Some of the most critical successes that Lattner and his management team were able to achieve involved making Deloitte Consulting a more attractive place to work, Lattner said, noting that one of the biggest problems he inherited as CEO was a high employee turnover rate of roughly 25%. Since then, the company has worked to improve not just the workplace environment, but also to offer new types of mid-career training, including an Imagine Program for partners and rising executives that is managed by Wharton and helps develop leadership skills. He said the steps have curbed annual turnover to about 14%. The broader Deloitte U.S. operation, including consulting, was named last year by BusinessWeek as the best place for college grads to work, while placing number 76 on the Fortune list of the 100 best companies to work for. “We don’t build cars and we don’t have retail shops — our people are our assets and they vote every day with their feet — so we need to make sure in our organization that we are [providing them] with the right amount of social activity, the right amount of work experience.”

Expansion Abroad

According to Lattner, his company is diverse enough to weather the current storms in the U.S. economy, including a new plunge in the financial markets and worries about mortgage foreclosures and rising oil prices. While banking and financial services firms have cut back on their use of consultants, he noted, other so-called contra-cyclical industries — like pharmaceuticals and the public sector — have increased their spending in this area. He also sees great prospects in his former specialty of energy consulting. “Oil and gas companies do not spend on consulting after the price of a barrel goes below $30. But it’s $70 above $30…. There’s a lot of opportunity.”

Another area for future growth will be international consulting work. The company has targeted the BRIC countries — Brazil, Russia, India and China — with the greatest emphasis now on India, where the Deloitte unit has a large pool of employees, including about 2,000 in Hyderabad and about 800 in Mumbai. He said that the move into India was in part defensive — sparked by the lower-cost India-based information-technology consultants Wipro and Tata — but that the company recently solidified its position on the subcontinent by buying out its former joint venture partner there, Mastek. “Our workers in India are U.S. employees and they work mostly in technology engagement.”

While Lattner foresees continued growth at Deloitte Consulting, he also stressed that a career as a consultant is not for everyone. “Primarily oral and written skills are very important, he said. “You have to be able to communicate well and you have to be extroverted as opposed to introverted. I don’t think you will find a consulting firm that hires closet consultants. They don’t hire consultants who sit in cubes all day. You have to be on the line or sitting with your colleagues and clients — and you deal with your client on an ongoing basis.”

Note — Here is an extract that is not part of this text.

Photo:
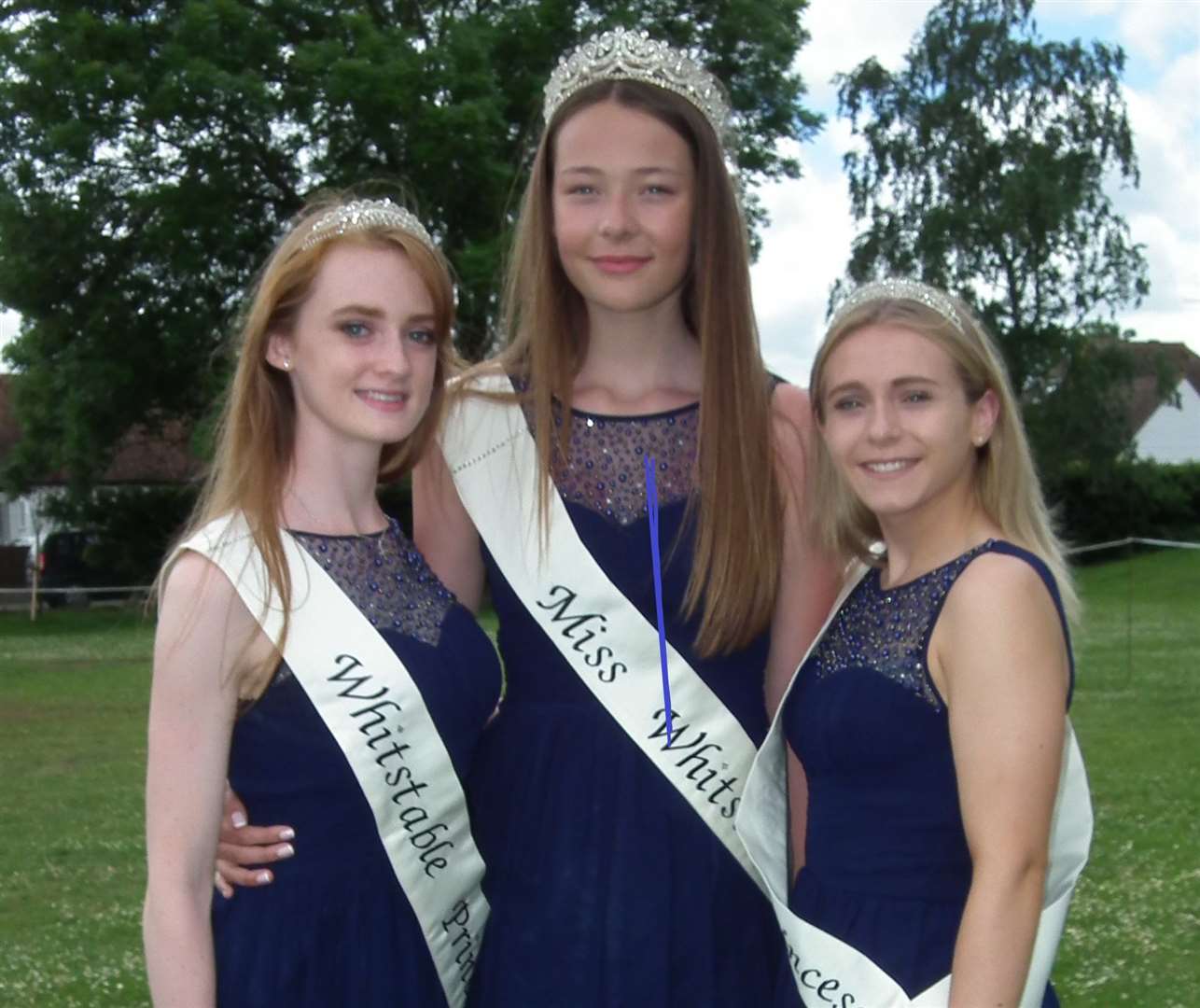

One of the audience members asked Lattner how he dealt with failure over his long career. His response: Always find a way to turn failure to your advantage. He cited the example of how his wife earned more money than him the first 10 years of his career. “So I was always able to go to my boss and say my wife made more money than I did” in asking for a raise, he recalled with a laugh. “You’ve got to pull those levers where you can.”